Every weekend there is something that always gets me a bit excited when reviewing what has been going on in the world of volatility. This week the price action in RVX is really getting my attention. Despite RUT losing a little ground on the week RVX was down 6%. Everyone that watches the markets knows 2014 has been a tough year for the Russell 2000 and the small cap sector. In the volatility space this has shown up with RVX being at a bigger premium relative to VIX than has been the norm in past years. The chart below shows a ratio created by dividing the closing price for RVX by VIX each day in 2014.
My initial intent behind putting up this chart was just to show that RVX is just below the average normal premium for 2014 (1.40 shown in purple above) and note that this may be the option market signaling less concern about small caps relative to large cap stocks. What also caught my attention was the closing ratio on October 15th. It is rare that RVX closes lower than VIX and to be totally honest – I missed this until today.
The next move was to see what the S&P 500 and Russell 2000 have done since October 15th. I was honestly surprised to see the Russell 2000 is up 9.41% while the S&P 500 is up 9.10%, especially since RUT was down last week.
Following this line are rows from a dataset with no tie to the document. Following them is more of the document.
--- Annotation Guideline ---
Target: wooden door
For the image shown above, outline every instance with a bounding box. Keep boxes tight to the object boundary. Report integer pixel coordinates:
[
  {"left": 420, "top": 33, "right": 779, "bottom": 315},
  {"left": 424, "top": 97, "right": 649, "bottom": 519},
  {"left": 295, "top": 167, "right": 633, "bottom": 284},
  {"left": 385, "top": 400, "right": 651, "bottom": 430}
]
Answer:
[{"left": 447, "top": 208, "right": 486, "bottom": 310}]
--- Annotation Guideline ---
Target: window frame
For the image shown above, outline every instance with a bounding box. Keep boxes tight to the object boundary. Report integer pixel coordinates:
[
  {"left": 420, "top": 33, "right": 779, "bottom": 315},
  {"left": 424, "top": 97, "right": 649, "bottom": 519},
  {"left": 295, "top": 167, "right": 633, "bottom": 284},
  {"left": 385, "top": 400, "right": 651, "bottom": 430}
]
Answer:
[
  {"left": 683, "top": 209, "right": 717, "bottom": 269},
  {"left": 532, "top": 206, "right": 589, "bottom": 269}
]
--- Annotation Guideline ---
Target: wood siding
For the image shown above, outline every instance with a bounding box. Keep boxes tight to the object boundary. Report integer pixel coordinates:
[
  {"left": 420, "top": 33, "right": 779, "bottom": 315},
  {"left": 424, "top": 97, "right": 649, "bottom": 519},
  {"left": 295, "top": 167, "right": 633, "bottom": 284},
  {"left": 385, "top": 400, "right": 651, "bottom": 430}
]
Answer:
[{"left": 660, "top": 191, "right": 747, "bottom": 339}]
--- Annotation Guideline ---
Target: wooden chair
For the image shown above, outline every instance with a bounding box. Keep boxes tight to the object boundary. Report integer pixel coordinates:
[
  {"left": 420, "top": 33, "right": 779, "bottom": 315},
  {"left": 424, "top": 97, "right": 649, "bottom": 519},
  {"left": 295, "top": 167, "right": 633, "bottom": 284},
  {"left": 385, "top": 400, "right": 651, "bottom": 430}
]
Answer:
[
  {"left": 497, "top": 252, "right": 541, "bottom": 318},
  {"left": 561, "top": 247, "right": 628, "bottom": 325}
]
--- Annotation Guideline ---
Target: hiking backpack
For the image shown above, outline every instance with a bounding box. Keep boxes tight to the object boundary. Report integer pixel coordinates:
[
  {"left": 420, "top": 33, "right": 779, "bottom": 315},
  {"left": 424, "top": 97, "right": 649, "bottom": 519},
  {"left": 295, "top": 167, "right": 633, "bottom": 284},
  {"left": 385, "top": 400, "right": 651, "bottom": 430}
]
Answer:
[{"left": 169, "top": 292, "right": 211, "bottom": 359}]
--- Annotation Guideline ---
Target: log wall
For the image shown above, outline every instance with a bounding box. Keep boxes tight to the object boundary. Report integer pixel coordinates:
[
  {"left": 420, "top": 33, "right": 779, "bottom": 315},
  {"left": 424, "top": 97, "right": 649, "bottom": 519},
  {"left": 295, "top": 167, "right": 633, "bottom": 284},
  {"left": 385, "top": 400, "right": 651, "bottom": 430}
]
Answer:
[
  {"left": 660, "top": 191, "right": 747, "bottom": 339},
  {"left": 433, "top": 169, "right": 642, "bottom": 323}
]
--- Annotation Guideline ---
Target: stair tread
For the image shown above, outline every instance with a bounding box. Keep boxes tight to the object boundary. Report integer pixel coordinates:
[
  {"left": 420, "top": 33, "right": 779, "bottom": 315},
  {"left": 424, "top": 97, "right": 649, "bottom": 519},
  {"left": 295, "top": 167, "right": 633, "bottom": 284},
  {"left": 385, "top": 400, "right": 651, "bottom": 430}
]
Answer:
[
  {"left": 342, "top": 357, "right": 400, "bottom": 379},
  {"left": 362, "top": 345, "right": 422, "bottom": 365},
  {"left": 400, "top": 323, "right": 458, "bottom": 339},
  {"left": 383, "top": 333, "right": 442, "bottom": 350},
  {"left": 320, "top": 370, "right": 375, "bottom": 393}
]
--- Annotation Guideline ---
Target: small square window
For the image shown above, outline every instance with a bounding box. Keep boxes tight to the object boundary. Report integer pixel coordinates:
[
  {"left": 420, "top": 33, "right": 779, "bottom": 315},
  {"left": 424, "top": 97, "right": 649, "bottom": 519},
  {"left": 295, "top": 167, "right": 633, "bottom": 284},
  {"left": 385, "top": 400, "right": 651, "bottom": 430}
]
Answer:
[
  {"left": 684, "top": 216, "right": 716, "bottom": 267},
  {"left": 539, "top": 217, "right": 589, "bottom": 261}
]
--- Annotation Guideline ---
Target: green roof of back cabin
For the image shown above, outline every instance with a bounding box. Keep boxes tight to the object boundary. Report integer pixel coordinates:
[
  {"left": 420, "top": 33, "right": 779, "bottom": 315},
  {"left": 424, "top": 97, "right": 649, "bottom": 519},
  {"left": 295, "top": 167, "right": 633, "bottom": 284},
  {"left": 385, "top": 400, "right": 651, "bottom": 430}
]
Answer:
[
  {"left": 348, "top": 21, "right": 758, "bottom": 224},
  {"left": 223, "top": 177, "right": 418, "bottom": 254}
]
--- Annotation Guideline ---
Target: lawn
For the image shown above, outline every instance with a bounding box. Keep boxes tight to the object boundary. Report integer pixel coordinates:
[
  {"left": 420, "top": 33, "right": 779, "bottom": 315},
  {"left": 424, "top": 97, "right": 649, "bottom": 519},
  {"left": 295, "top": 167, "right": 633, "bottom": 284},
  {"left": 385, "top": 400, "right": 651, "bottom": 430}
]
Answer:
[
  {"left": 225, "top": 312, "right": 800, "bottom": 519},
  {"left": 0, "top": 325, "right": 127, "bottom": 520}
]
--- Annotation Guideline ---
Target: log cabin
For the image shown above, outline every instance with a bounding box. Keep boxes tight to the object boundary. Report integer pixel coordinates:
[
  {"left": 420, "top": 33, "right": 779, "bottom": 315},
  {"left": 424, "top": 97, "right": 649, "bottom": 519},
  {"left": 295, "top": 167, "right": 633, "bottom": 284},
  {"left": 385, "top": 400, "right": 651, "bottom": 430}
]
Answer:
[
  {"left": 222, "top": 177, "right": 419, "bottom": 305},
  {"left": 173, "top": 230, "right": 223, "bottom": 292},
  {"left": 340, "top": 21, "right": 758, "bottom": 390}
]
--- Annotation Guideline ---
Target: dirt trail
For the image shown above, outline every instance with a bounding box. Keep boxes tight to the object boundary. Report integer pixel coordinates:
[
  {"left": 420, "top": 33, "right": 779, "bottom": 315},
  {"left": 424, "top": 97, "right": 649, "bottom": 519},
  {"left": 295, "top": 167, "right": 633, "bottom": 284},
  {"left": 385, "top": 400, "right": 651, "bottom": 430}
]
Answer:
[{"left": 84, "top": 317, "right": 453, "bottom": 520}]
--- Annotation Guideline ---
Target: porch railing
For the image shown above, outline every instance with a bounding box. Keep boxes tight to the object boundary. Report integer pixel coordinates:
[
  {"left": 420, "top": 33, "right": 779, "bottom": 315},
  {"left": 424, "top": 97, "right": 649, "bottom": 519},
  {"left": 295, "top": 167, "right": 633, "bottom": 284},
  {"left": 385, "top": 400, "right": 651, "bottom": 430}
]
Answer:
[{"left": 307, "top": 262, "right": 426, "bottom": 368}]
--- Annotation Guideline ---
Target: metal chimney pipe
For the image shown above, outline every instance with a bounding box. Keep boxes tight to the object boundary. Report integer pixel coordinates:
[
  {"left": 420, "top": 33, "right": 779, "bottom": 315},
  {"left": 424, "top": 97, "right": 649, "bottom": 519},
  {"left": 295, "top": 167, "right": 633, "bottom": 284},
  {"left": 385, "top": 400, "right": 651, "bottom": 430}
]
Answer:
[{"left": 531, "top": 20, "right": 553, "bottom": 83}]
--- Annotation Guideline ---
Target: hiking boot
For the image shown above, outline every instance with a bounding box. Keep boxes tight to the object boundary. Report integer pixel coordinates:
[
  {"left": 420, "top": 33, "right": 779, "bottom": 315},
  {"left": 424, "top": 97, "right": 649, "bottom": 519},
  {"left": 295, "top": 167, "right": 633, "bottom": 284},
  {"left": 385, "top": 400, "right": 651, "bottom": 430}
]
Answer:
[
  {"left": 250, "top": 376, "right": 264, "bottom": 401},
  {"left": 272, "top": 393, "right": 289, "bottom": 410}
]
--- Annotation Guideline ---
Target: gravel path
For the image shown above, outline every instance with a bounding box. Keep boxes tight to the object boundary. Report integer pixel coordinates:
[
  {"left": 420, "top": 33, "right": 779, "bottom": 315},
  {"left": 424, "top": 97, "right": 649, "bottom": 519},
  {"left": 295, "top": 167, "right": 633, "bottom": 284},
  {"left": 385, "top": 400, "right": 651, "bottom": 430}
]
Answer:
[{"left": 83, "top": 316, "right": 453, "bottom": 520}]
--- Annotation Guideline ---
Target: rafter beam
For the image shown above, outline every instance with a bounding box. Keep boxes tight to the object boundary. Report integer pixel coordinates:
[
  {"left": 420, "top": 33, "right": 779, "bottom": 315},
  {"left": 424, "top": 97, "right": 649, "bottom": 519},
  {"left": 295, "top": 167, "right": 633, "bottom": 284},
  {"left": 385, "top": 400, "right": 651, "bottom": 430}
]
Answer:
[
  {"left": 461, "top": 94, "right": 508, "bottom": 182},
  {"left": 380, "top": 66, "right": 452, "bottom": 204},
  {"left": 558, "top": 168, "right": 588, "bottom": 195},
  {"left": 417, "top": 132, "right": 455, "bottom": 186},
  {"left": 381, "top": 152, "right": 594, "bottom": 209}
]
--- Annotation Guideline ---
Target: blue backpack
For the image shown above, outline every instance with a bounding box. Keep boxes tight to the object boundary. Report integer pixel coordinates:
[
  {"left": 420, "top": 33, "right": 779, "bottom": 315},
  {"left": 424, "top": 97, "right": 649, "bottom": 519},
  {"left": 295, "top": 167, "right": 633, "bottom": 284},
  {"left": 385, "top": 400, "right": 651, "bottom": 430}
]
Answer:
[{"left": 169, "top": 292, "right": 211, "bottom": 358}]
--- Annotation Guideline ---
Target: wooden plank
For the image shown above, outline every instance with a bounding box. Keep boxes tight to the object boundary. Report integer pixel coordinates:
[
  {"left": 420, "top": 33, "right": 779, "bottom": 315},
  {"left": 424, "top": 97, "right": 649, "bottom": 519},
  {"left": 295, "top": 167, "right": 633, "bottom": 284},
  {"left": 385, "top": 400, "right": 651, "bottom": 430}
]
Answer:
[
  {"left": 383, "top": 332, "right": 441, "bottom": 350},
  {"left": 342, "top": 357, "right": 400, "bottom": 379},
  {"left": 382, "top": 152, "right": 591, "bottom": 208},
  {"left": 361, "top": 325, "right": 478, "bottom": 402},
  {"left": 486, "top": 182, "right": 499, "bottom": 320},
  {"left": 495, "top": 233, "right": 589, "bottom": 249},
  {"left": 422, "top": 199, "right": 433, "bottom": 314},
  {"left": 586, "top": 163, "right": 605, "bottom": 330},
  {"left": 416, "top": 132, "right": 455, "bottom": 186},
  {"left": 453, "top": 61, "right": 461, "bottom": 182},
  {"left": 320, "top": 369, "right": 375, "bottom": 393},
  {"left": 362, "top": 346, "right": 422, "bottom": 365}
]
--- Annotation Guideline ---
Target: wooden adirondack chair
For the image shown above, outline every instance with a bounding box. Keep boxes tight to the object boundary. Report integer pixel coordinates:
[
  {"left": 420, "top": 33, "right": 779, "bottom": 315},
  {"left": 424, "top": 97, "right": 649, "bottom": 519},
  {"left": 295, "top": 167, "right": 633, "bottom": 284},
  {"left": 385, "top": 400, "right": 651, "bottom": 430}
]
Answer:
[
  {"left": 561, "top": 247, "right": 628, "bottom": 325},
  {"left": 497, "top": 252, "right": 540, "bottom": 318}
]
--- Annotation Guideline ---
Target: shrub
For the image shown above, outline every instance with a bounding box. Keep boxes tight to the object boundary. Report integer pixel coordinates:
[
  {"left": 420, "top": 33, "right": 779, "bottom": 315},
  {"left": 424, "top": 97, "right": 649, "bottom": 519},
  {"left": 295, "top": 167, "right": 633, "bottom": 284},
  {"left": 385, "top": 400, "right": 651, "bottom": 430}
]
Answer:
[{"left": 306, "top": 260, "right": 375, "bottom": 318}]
I expected RUT to be higher, but not to a greater extent than the S&P 500.
There are two takeaways from all of this – (1) the option market correctly signaled lower risk in small caps and (2) relative to the recent history the option market price action is showing less concern about the Russell 2000 relative to the S&P 500.
Finishing up and taking a look at futures markets a couple of things stand out. VXN is in a state of complacent looking contango. RVX is in pretty steep contango which is normal, but when the curve is this steep you question the risk being discounted by the futures pricing. In plain speak, despite the talk above about RVX showing less risk for small cap stocks relative to large cap stocks, the futures pricing indicates a bit of continued nervousness.